In order to properly respond to rapidly evolving service demands, such as online video content and gaming, cloud computing, virtualization and mobile data, it is critical that service providers effectively can manage more complex networks, thus increasing their top-line revenue growth while maintaining or even improving operational efficiency.
Such architecture must have the flexibility and capacity to satisfy customer demands rapidly and reduce the time from service request to revenue collection. This is only possible if network resources can be reconfigured dynamically to fulfill new service orders with minimal human intervention.
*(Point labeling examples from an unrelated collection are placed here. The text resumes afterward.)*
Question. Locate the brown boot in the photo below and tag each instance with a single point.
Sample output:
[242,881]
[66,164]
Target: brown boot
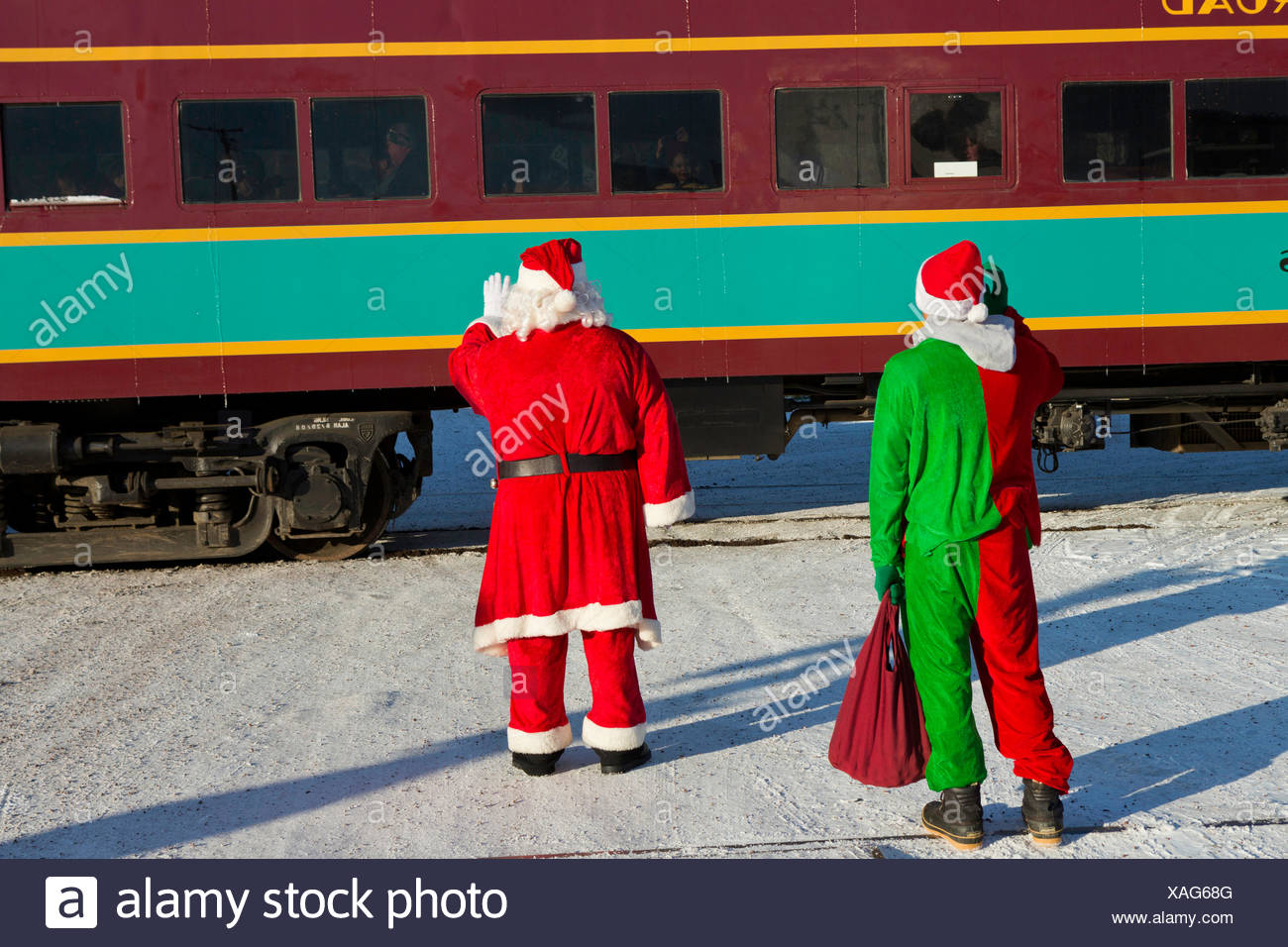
[956,815]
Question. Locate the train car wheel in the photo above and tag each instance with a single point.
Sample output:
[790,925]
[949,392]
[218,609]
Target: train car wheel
[375,513]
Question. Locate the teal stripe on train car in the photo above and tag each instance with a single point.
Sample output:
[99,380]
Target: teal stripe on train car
[733,275]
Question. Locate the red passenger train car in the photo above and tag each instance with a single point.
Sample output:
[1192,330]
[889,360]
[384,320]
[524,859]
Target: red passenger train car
[237,243]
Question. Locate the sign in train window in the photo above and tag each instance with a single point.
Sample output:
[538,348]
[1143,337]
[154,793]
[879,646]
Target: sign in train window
[1117,132]
[370,149]
[1236,128]
[666,141]
[62,154]
[539,145]
[828,138]
[239,151]
[954,134]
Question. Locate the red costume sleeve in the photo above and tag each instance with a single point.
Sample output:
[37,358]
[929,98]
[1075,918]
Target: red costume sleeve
[1047,377]
[463,364]
[664,476]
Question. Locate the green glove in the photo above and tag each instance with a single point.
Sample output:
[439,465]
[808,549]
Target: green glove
[890,578]
[996,290]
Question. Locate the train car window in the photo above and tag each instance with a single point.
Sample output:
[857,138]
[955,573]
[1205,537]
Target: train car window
[666,141]
[829,138]
[956,134]
[239,151]
[1117,132]
[370,149]
[1236,128]
[63,154]
[539,145]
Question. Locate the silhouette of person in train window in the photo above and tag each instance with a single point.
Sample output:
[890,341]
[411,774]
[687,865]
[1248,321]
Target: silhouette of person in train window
[399,170]
[679,166]
[958,134]
[552,174]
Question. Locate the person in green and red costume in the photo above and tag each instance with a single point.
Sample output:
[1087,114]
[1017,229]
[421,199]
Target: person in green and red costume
[954,512]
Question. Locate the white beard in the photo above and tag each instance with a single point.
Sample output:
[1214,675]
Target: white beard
[991,344]
[526,309]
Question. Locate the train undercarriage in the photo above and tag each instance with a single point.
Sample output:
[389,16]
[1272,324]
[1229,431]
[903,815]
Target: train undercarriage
[218,486]
[171,479]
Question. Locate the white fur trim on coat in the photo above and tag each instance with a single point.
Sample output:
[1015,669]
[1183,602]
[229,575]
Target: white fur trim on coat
[546,741]
[612,737]
[670,512]
[990,344]
[489,639]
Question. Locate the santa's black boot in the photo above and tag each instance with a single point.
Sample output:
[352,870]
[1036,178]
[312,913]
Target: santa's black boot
[623,761]
[956,815]
[1043,813]
[536,763]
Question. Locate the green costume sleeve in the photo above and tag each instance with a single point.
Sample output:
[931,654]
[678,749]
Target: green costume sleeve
[888,474]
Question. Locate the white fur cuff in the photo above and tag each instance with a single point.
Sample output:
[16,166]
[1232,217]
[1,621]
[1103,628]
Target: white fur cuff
[546,741]
[648,635]
[670,512]
[612,737]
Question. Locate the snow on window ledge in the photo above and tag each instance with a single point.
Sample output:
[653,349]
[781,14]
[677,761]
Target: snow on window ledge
[67,200]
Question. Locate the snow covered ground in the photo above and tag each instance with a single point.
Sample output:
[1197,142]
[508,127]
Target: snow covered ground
[314,710]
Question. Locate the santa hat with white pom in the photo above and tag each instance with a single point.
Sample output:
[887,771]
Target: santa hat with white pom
[951,285]
[552,289]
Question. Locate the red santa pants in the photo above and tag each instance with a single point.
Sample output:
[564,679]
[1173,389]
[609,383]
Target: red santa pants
[537,719]
[978,595]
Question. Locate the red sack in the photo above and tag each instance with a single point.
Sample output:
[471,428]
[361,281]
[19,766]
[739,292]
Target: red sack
[880,736]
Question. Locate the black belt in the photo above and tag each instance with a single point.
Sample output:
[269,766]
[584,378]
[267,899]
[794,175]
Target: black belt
[578,463]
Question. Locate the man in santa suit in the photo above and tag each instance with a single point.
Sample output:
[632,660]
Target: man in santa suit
[954,510]
[589,455]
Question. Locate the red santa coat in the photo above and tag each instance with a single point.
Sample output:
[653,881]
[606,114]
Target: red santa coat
[570,552]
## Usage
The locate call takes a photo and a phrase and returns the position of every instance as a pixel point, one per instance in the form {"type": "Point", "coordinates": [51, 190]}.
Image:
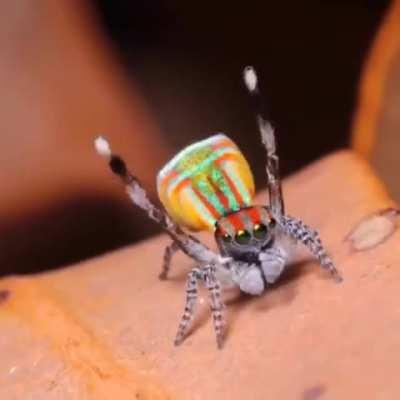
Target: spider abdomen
{"type": "Point", "coordinates": [204, 182]}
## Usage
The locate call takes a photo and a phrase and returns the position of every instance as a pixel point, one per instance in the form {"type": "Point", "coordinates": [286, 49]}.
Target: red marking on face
{"type": "Point", "coordinates": [172, 174]}
{"type": "Point", "coordinates": [235, 221]}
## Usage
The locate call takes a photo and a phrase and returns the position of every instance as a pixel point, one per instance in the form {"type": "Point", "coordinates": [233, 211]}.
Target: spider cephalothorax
{"type": "Point", "coordinates": [244, 234]}
{"type": "Point", "coordinates": [209, 186]}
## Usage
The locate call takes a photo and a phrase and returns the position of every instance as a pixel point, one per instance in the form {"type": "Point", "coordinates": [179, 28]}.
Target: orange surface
{"type": "Point", "coordinates": [372, 88]}
{"type": "Point", "coordinates": [104, 329]}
To underscore this point, a recent study from McKinsey Group stated that “a software-enabled network architecture can reduce test and service delivery time by 20 percent for initial service deployments and up to 70 percent for line upgrades (i.e. bandwidth, service type, QoS, etc.)”
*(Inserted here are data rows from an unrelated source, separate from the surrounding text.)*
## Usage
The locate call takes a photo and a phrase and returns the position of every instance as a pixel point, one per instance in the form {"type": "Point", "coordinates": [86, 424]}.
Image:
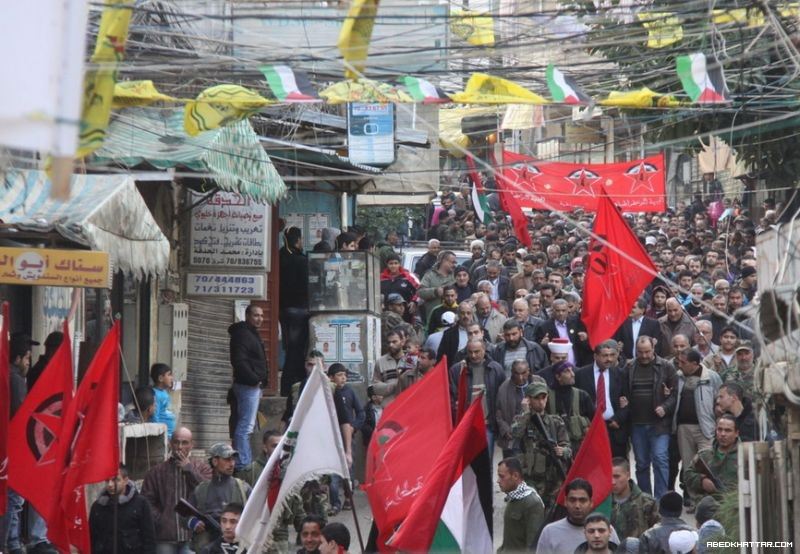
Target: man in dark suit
{"type": "Point", "coordinates": [501, 284]}
{"type": "Point", "coordinates": [615, 385]}
{"type": "Point", "coordinates": [560, 325]}
{"type": "Point", "coordinates": [635, 326]}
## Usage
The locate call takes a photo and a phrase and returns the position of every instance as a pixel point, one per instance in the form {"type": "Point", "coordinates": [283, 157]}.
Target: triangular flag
{"type": "Point", "coordinates": [702, 78]}
{"type": "Point", "coordinates": [563, 88]}
{"type": "Point", "coordinates": [593, 463]}
{"type": "Point", "coordinates": [424, 91]}
{"type": "Point", "coordinates": [310, 448]}
{"type": "Point", "coordinates": [614, 279]}
{"type": "Point", "coordinates": [289, 85]}
{"type": "Point", "coordinates": [480, 202]}
{"type": "Point", "coordinates": [453, 511]}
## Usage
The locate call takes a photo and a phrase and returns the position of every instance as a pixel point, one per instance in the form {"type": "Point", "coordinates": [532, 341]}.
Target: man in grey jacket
{"type": "Point", "coordinates": [694, 416]}
{"type": "Point", "coordinates": [651, 381]}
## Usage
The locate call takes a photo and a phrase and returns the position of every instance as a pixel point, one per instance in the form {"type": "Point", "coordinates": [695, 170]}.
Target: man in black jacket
{"type": "Point", "coordinates": [131, 519]}
{"type": "Point", "coordinates": [249, 375]}
{"type": "Point", "coordinates": [615, 384]}
{"type": "Point", "coordinates": [636, 326]}
{"type": "Point", "coordinates": [293, 306]}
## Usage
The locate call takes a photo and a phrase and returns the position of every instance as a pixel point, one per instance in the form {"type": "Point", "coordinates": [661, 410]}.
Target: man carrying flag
{"type": "Point", "coordinates": [33, 469]}
{"type": "Point", "coordinates": [404, 447]}
{"type": "Point", "coordinates": [453, 510]}
{"type": "Point", "coordinates": [618, 271]}
{"type": "Point", "coordinates": [311, 447]}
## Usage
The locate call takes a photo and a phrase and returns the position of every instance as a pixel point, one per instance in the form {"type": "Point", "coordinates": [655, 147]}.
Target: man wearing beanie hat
{"type": "Point", "coordinates": [683, 542]}
{"type": "Point", "coordinates": [656, 539]}
{"type": "Point", "coordinates": [543, 467]}
{"type": "Point", "coordinates": [559, 349]}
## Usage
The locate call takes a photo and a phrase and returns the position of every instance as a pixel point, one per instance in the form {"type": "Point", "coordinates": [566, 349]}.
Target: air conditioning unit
{"type": "Point", "coordinates": [778, 311]}
{"type": "Point", "coordinates": [173, 338]}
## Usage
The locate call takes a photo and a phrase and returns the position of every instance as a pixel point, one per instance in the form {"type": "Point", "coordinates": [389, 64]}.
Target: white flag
{"type": "Point", "coordinates": [311, 447]}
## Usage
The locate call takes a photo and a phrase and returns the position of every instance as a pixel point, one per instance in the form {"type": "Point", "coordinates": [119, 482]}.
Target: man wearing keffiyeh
{"type": "Point", "coordinates": [524, 513]}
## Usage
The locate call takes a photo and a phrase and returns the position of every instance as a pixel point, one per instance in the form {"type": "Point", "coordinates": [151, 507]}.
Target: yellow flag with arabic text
{"type": "Point", "coordinates": [138, 93]}
{"type": "Point", "coordinates": [487, 89]}
{"type": "Point", "coordinates": [663, 29]}
{"type": "Point", "coordinates": [355, 35]}
{"type": "Point", "coordinates": [98, 84]}
{"type": "Point", "coordinates": [220, 105]}
{"type": "Point", "coordinates": [476, 28]}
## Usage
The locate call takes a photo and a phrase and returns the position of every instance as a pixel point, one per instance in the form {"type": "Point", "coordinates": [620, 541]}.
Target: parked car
{"type": "Point", "coordinates": [410, 257]}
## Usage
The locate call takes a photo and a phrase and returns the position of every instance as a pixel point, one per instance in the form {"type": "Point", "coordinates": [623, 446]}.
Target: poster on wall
{"type": "Point", "coordinates": [229, 230]}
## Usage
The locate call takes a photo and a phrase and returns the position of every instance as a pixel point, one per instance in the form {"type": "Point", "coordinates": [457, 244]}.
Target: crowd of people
{"type": "Point", "coordinates": [675, 384]}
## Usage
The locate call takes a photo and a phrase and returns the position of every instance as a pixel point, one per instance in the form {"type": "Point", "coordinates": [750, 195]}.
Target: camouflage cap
{"type": "Point", "coordinates": [535, 389]}
{"type": "Point", "coordinates": [222, 450]}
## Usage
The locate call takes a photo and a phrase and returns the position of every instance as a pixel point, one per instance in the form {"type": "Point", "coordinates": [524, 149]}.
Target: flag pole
{"type": "Point", "coordinates": [348, 492]}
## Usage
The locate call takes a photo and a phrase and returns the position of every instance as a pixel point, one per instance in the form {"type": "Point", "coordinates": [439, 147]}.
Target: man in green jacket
{"type": "Point", "coordinates": [633, 512]}
{"type": "Point", "coordinates": [721, 459]}
{"type": "Point", "coordinates": [524, 513]}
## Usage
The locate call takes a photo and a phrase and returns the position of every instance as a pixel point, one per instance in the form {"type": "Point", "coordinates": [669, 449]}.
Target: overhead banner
{"type": "Point", "coordinates": [634, 186]}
To capitalize on such an approach, service providers need a comprehensive toolkit to aid in the service lifecycle, including (but not limited to):
- Proactive capacity planning and design tools
- Auto discovery of network elements, topology, capabilities and capacity during network deployment
- Rapid service provisioning from a unified GUI — with a view of services and the transport network — aided by service templates and control plane technology
- Reconfigurable and programmable components, such as network element line cards, which can be remotely changed on the fly
- Monitoring tools to ensure the network is running at peak performance.
Traditional Service Deployment Model
With traditional, static networks, service providers have to invest significant CAPEX to overbuild their network to ensure they have ample equipment and capacity to keep up with lumpy user demand.
In this model, the network planning team relies on an out-of-date inventory view of deployed equipment and available capacity in their network. Often, the only view of this critical data is an obsolete Excel spreadsheet or inventory tools that are maintained through manual data entry. Frequently, there are no active checks and balances between these back-office inventory systems and the live, customer-facing network. Human intervention is prone to errors, and outdated systems do not provide the advance validation of network asset availability to ensure proper processing of service orders.
This imprecise view of the network is a main cause of ill-placed network investment, inaccurate inventory control, stranded bandwidth, service turn-up delays and order cancellations, resulting in lost revenue opportunities.
A manual approach often takes up to six months for a service provider to fulfill a service order. Lack of visibility of network capacity, costly truck rolls, and cumbersome provisioning and service delivery tasks can lead to unnecessary delays. Today, customers demand virtually immediate service creation that is measured in hours, or at most, days, thus rendering legacy service delivery mechanisms obsolete.